Twitch partners are the top tier streamers and need to apply to gain this level of monetization. They make money the same way as novices and affiliates, but also gain a share of ad revenue generated from their page.

Even though making money on twitch through streaming is really challenging, millions of people continue to try each month. Bowman said this is because there is more than just a monetary incentive for people to become streamers.

“I think we’re just trying to find ways to be ourselves out loud. I think we learned last year that maybe it’s okay that folks just want to be themselves online. That it’s just the way to remind people we’re still here,” Bowman said. “I think the reason a lot of folks turn to game streaming is it’s a way to engage with the people around them.”

Brennan Hong, 17, started streaming when the pandemic sent him home from school.

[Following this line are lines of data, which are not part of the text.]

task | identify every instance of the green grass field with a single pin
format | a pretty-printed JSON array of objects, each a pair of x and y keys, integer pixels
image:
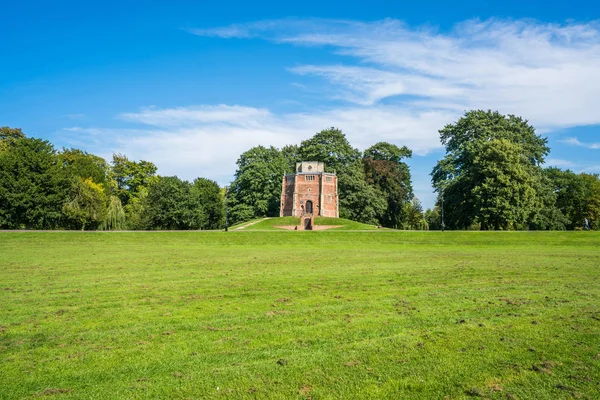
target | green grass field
[
  {"x": 331, "y": 314},
  {"x": 273, "y": 223}
]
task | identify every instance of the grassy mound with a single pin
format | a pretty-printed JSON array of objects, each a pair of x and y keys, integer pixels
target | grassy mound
[
  {"x": 273, "y": 223},
  {"x": 266, "y": 315}
]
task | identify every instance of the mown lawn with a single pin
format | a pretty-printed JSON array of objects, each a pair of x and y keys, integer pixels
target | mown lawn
[{"x": 343, "y": 315}]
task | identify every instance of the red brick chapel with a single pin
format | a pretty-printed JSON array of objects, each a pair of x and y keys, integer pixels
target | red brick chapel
[{"x": 309, "y": 192}]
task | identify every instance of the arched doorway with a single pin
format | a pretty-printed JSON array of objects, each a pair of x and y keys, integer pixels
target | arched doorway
[
  {"x": 307, "y": 224},
  {"x": 309, "y": 207}
]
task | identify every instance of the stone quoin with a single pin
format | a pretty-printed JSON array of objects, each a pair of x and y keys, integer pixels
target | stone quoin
[{"x": 309, "y": 192}]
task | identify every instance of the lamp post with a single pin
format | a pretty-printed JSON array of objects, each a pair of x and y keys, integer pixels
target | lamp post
[{"x": 226, "y": 208}]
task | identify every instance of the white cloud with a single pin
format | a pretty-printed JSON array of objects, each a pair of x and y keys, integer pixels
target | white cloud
[
  {"x": 575, "y": 142},
  {"x": 207, "y": 140},
  {"x": 557, "y": 162},
  {"x": 397, "y": 83},
  {"x": 548, "y": 73}
]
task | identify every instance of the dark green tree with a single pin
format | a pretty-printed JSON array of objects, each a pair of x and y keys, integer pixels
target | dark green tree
[
  {"x": 490, "y": 171},
  {"x": 86, "y": 206},
  {"x": 33, "y": 185},
  {"x": 9, "y": 135},
  {"x": 433, "y": 218},
  {"x": 129, "y": 181},
  {"x": 211, "y": 199},
  {"x": 358, "y": 200},
  {"x": 390, "y": 175},
  {"x": 415, "y": 219},
  {"x": 331, "y": 147},
  {"x": 173, "y": 204},
  {"x": 132, "y": 178},
  {"x": 577, "y": 196},
  {"x": 256, "y": 190},
  {"x": 81, "y": 164},
  {"x": 291, "y": 153}
]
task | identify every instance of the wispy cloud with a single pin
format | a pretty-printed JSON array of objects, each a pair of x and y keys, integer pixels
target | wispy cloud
[
  {"x": 575, "y": 142},
  {"x": 206, "y": 140},
  {"x": 396, "y": 83},
  {"x": 557, "y": 162},
  {"x": 549, "y": 73}
]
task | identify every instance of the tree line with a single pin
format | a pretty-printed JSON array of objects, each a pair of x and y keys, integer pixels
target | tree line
[
  {"x": 491, "y": 178},
  {"x": 42, "y": 188}
]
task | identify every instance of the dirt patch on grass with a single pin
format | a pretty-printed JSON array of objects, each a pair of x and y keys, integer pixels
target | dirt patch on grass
[
  {"x": 315, "y": 228},
  {"x": 52, "y": 392}
]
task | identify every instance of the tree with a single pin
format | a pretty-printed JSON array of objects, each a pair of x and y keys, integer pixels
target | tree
[
  {"x": 490, "y": 170},
  {"x": 87, "y": 204},
  {"x": 8, "y": 136},
  {"x": 131, "y": 180},
  {"x": 358, "y": 200},
  {"x": 257, "y": 184},
  {"x": 433, "y": 219},
  {"x": 291, "y": 154},
  {"x": 577, "y": 195},
  {"x": 115, "y": 219},
  {"x": 211, "y": 199},
  {"x": 331, "y": 147},
  {"x": 33, "y": 185},
  {"x": 385, "y": 170},
  {"x": 172, "y": 204},
  {"x": 84, "y": 165},
  {"x": 415, "y": 220}
]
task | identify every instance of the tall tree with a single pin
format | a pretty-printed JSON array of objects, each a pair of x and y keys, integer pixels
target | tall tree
[
  {"x": 33, "y": 185},
  {"x": 388, "y": 173},
  {"x": 331, "y": 147},
  {"x": 131, "y": 177},
  {"x": 173, "y": 204},
  {"x": 9, "y": 135},
  {"x": 256, "y": 190},
  {"x": 211, "y": 199},
  {"x": 358, "y": 200},
  {"x": 577, "y": 195},
  {"x": 131, "y": 181},
  {"x": 490, "y": 161},
  {"x": 84, "y": 165},
  {"x": 86, "y": 206}
]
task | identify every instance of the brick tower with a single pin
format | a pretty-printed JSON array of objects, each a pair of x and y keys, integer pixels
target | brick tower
[{"x": 309, "y": 192}]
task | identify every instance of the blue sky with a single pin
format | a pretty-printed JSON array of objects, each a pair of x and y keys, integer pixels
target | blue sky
[{"x": 191, "y": 85}]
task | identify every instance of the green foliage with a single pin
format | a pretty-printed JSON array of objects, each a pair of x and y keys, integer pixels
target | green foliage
[
  {"x": 415, "y": 219},
  {"x": 256, "y": 190},
  {"x": 331, "y": 147},
  {"x": 8, "y": 136},
  {"x": 211, "y": 200},
  {"x": 291, "y": 153},
  {"x": 33, "y": 185},
  {"x": 385, "y": 171},
  {"x": 173, "y": 204},
  {"x": 81, "y": 164},
  {"x": 433, "y": 219},
  {"x": 115, "y": 219},
  {"x": 273, "y": 315},
  {"x": 358, "y": 200},
  {"x": 132, "y": 178},
  {"x": 503, "y": 182},
  {"x": 490, "y": 172},
  {"x": 388, "y": 152},
  {"x": 86, "y": 206}
]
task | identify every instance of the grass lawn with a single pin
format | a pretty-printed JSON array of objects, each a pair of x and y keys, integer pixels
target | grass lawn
[
  {"x": 330, "y": 314},
  {"x": 273, "y": 223}
]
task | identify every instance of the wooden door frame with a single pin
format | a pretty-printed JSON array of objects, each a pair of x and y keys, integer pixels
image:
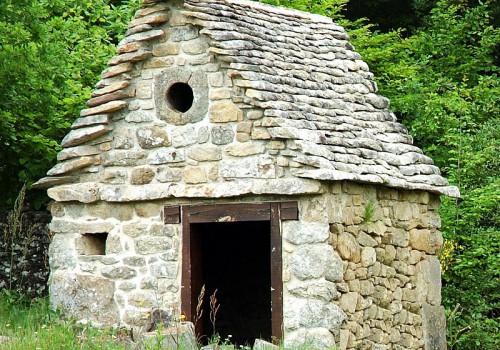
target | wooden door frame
[{"x": 274, "y": 212}]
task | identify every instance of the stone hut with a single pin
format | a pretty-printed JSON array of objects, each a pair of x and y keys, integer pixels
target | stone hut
[{"x": 243, "y": 147}]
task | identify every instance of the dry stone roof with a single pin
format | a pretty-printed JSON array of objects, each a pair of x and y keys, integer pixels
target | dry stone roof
[{"x": 298, "y": 69}]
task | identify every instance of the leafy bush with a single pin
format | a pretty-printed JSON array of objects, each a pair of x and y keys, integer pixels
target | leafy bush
[{"x": 51, "y": 53}]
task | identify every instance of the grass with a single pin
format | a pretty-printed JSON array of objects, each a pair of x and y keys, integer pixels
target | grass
[{"x": 34, "y": 326}]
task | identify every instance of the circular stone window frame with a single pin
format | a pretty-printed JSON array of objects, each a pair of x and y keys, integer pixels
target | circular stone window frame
[{"x": 168, "y": 111}]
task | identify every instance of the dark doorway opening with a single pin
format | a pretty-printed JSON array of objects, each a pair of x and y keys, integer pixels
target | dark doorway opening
[
  {"x": 234, "y": 247},
  {"x": 235, "y": 261}
]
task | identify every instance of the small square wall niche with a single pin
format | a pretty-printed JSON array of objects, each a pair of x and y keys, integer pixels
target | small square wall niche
[{"x": 91, "y": 244}]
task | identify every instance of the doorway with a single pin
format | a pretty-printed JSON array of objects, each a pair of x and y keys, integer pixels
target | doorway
[
  {"x": 235, "y": 269},
  {"x": 236, "y": 249}
]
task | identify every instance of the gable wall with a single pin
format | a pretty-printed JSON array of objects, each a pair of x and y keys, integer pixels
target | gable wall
[{"x": 347, "y": 281}]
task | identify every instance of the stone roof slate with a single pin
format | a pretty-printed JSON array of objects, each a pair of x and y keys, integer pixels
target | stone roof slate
[{"x": 299, "y": 69}]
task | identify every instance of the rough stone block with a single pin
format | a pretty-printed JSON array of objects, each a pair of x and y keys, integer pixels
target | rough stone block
[
  {"x": 225, "y": 111},
  {"x": 142, "y": 176},
  {"x": 297, "y": 232},
  {"x": 89, "y": 298},
  {"x": 348, "y": 247},
  {"x": 152, "y": 137},
  {"x": 425, "y": 240},
  {"x": 434, "y": 327},
  {"x": 311, "y": 261},
  {"x": 194, "y": 175}
]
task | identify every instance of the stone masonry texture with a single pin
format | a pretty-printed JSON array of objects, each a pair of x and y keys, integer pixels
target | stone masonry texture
[{"x": 230, "y": 101}]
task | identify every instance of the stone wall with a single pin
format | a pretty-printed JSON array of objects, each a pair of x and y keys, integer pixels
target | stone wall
[
  {"x": 359, "y": 266},
  {"x": 389, "y": 289}
]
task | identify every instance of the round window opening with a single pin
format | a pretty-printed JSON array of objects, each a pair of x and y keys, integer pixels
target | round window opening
[{"x": 180, "y": 97}]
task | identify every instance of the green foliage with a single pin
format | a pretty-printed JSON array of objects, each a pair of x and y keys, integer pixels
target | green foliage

He made around $400 in two months from streaming, but said he is in it for more than just the money.

“The downside to streaming is people think you are only doing it for the money rather than to lighten peoples days and to cheer people up with your content,” Hong said. “There are numerous benefits. You make tons of friends, people can’t wait to watch you play something, you can do whatever you want.”

Paris graduated college with a degree in media studies and mass communications, but said his ultimate goal in life is to make people happy, and video game streaming allows him to make extra income while accomplishing this goal.

“The purpose that I’ve chosen for myself is that I want to entertain the entire world. I want people to be as happy as possible, and if I can do that – if I can make one person happy, that’s what I want to do,” he said.